🤖 AI Summary
Current text-to-image editing methods are vulnerable to black-box adversarial attacks, causing catastrophic failure in text–image alignment. This paper proposes the first stealthy attack framework targeting cross-attention mechanisms: without accessing the editing model or target prompt, it perturbs text–image cross-attention weights using only a source-image-generated proxy caption to disrupt semantic alignment. We introduce two novel evaluation metrics—Caption Similarity and Semantic IoU—complemented by spatial layout analysis of segmentation masks, enabling more comprehensive assessment of semantic consistency and attack immunity. Evaluated on the TEDBench++ benchmark, our attack significantly degrades editing fidelity (average drop of 42.7%) while remaining visually imperceptible (LPIPS < 0.05). This work is the first to systematically expose the fragility of text-guided image editing systems and establishes a foundation for future robustness research.
📝 Abstract
Recent advances in text-based image editing have enabled fine-grained manipulation of visual content guided by natural language. However, such methods are susceptible to adversarial attacks. In this work, we propose a novel attack that targets the visual component of editing methods. We introduce Attention Attack, which disrupts the cross-attention between a textual prompt and the visual representation of the image by using an automatically generated caption of the source image as a proxy for the edit prompt.
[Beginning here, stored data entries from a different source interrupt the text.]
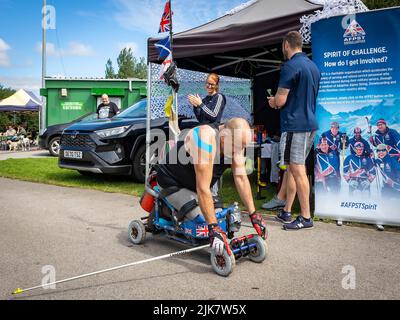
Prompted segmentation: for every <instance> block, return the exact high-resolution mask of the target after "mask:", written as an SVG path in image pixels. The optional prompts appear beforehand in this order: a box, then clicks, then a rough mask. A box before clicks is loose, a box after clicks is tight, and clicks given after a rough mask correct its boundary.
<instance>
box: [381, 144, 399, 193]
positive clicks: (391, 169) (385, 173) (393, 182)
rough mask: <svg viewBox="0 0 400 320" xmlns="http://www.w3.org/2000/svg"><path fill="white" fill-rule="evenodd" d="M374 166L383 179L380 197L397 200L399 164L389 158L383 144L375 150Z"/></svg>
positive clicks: (388, 156) (398, 175)
mask: <svg viewBox="0 0 400 320" xmlns="http://www.w3.org/2000/svg"><path fill="white" fill-rule="evenodd" d="M376 153H377V158H376V159H375V164H376V166H377V167H378V169H379V172H380V173H381V174H382V177H383V187H382V191H381V192H382V196H383V197H388V198H398V197H399V196H400V163H399V162H398V161H397V160H395V158H393V157H391V156H390V155H389V153H388V150H387V146H386V145H385V144H379V145H378V146H377V148H376Z"/></svg>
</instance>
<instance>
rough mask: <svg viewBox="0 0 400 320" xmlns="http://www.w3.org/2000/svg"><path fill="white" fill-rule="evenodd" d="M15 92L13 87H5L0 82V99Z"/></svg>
mask: <svg viewBox="0 0 400 320" xmlns="http://www.w3.org/2000/svg"><path fill="white" fill-rule="evenodd" d="M14 93H15V90H14V89H11V88H6V87H4V86H3V85H2V84H0V100H3V99H5V98H8V97H10V96H12V95H13V94H14Z"/></svg>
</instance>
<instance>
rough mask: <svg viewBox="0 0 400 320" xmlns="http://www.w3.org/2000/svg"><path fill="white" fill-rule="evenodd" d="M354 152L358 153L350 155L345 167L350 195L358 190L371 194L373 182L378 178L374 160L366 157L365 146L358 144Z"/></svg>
mask: <svg viewBox="0 0 400 320" xmlns="http://www.w3.org/2000/svg"><path fill="white" fill-rule="evenodd" d="M354 150H355V151H356V153H355V154H351V155H349V156H348V157H347V158H346V160H345V161H344V165H343V177H344V179H345V180H346V181H347V183H348V184H349V192H350V195H352V194H353V193H354V191H356V190H359V191H361V192H369V191H370V186H371V182H372V181H373V180H374V179H375V177H376V169H375V165H374V163H373V161H372V159H371V158H370V157H366V156H365V155H364V144H363V143H362V142H356V143H355V145H354Z"/></svg>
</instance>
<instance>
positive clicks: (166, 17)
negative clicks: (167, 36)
mask: <svg viewBox="0 0 400 320" xmlns="http://www.w3.org/2000/svg"><path fill="white" fill-rule="evenodd" d="M170 30H171V6H170V2H169V0H167V3H166V4H165V8H164V13H163V16H162V18H161V22H160V28H159V29H158V33H162V32H169V31H170Z"/></svg>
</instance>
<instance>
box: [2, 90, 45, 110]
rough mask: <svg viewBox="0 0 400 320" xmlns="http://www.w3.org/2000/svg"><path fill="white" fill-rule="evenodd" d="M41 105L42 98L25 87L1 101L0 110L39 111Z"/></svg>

This breaks the alignment between the contents of the image and their textual description, without requiring knowledge of the editing method or the editing prompt. Reflecting on the reliability of existing metrics for immunization success, we propose two novel evaluation strategies: Caption Similarity, which quantifies semantic consistency between original and adversarial edits, and semantic Intersection over Union (IoU), which measures spatial layout disruption via segmentation masks. Experiments conducted on the TEDBench++ benchmark demonstrate that our attack significantly degrades editing performance while remaining imperceptible.